Henning Thielemann
On Fri, 7 Dec 2007, Simon Peyton-Jones wrote:
| And I think that the solution is not to make the language larger and
larger
| everytime someone wants a feature but to give people the tools to provide | features without language changes.
Of course that would be even better! (Provided of course the resulting programs were comprehensible.) Haskell is already pretty good in this respect, thanks to type classes, higher order functions, and laziness; that's why it's so good at embedded domain-specific languages.
When I learned about GROUP BY and HAVING in SQL with its rules about what is allowed in GROUP BY and SELECT I considered GROUP BY a terrible hack, that was just introduced because the SQL people didn't want to allow types different from TABLE, namely lists of tables. I try to convince my data base colleagues that GROUP BY can nicely be handled in relational algebra by allowing sets of sets and that this is a fine combinatorial approach. I [snip]
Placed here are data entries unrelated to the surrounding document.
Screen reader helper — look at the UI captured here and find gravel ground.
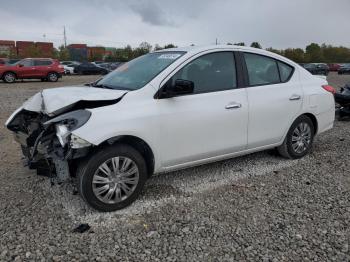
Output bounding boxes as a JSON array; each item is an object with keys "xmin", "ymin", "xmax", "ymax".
[{"xmin": 0, "ymin": 73, "xmax": 349, "ymax": 261}]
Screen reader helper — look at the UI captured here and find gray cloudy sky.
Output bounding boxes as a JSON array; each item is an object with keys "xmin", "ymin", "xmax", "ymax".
[{"xmin": 1, "ymin": 0, "xmax": 349, "ymax": 49}]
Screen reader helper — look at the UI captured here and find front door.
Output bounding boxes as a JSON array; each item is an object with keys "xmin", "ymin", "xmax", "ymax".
[
  {"xmin": 17, "ymin": 59, "xmax": 35, "ymax": 78},
  {"xmin": 157, "ymin": 51, "xmax": 249, "ymax": 167}
]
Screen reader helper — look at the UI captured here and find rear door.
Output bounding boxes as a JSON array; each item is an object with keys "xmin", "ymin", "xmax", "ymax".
[
  {"xmin": 33, "ymin": 59, "xmax": 53, "ymax": 77},
  {"xmin": 242, "ymin": 52, "xmax": 303, "ymax": 148}
]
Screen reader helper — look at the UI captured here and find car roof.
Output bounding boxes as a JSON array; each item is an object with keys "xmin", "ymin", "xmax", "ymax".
[
  {"xmin": 154, "ymin": 44, "xmax": 266, "ymax": 54},
  {"xmin": 154, "ymin": 44, "xmax": 298, "ymax": 67}
]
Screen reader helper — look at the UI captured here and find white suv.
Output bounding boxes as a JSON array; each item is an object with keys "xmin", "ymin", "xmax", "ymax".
[{"xmin": 6, "ymin": 45, "xmax": 335, "ymax": 211}]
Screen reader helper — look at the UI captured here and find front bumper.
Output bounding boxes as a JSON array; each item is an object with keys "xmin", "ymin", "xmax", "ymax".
[{"xmin": 12, "ymin": 125, "xmax": 90, "ymax": 182}]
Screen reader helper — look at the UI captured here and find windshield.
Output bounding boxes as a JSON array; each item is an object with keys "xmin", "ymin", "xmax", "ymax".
[
  {"xmin": 95, "ymin": 51, "xmax": 185, "ymax": 90},
  {"xmin": 13, "ymin": 59, "xmax": 26, "ymax": 66}
]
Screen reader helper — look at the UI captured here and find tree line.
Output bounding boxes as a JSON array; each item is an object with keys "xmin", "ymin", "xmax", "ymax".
[
  {"xmin": 238, "ymin": 42, "xmax": 350, "ymax": 64},
  {"xmin": 4, "ymin": 41, "xmax": 350, "ymax": 64}
]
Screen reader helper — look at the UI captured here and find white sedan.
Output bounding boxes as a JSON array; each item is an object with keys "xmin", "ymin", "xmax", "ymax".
[
  {"xmin": 63, "ymin": 64, "xmax": 75, "ymax": 74},
  {"xmin": 6, "ymin": 45, "xmax": 335, "ymax": 211}
]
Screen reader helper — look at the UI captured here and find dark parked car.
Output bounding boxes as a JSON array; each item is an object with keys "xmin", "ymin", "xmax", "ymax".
[
  {"xmin": 73, "ymin": 63, "xmax": 109, "ymax": 75},
  {"xmin": 109, "ymin": 62, "xmax": 124, "ymax": 70},
  {"xmin": 98, "ymin": 62, "xmax": 125, "ymax": 71},
  {"xmin": 303, "ymin": 63, "xmax": 329, "ymax": 75},
  {"xmin": 338, "ymin": 64, "xmax": 350, "ymax": 75}
]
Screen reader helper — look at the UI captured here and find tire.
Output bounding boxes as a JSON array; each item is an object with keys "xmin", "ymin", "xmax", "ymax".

I agree with Henning that HAVING is a 'terrible hack', but then SQL altogether is a terrible hack. I would expect the Haskell approach to be based on the much sounder theoretical principles of Relational Algebra, and I applaud that Wadler+SPJ's 'Comprehensive Comprehensions' restricts itself to a subset of SQL that corresponds to Relational Algebra. In that context, GROUP BY is reasonably well-defined as a mapping from a table to a table. (The hack in SQL vintage 1975 is in trying to squeeze GROUP BY into the structure of SELECT ... FROM ... WHERE ..., the mess now can be blamed on trying to preserve backwards compatability.) As that paper points out, HAVING is unnecessary - it's just a filter on the result set of group-by. And relational theorists agree that HAVING is unneccessary (see for example 'The Importance of Column Names', Hugh Darwen 2003 from www.thethirdmanifesto.com). It's crucial that in Relational Algebra everything is a table. (See Codd's 12 rules). The result of GROUP BY we might want to pass to another GROUP BY, or JOIN to another table, etc -- or does Henning propose a hierarchy of sets of sets ... of tables, presumably with a hierarchy of HAVINGHAVING's?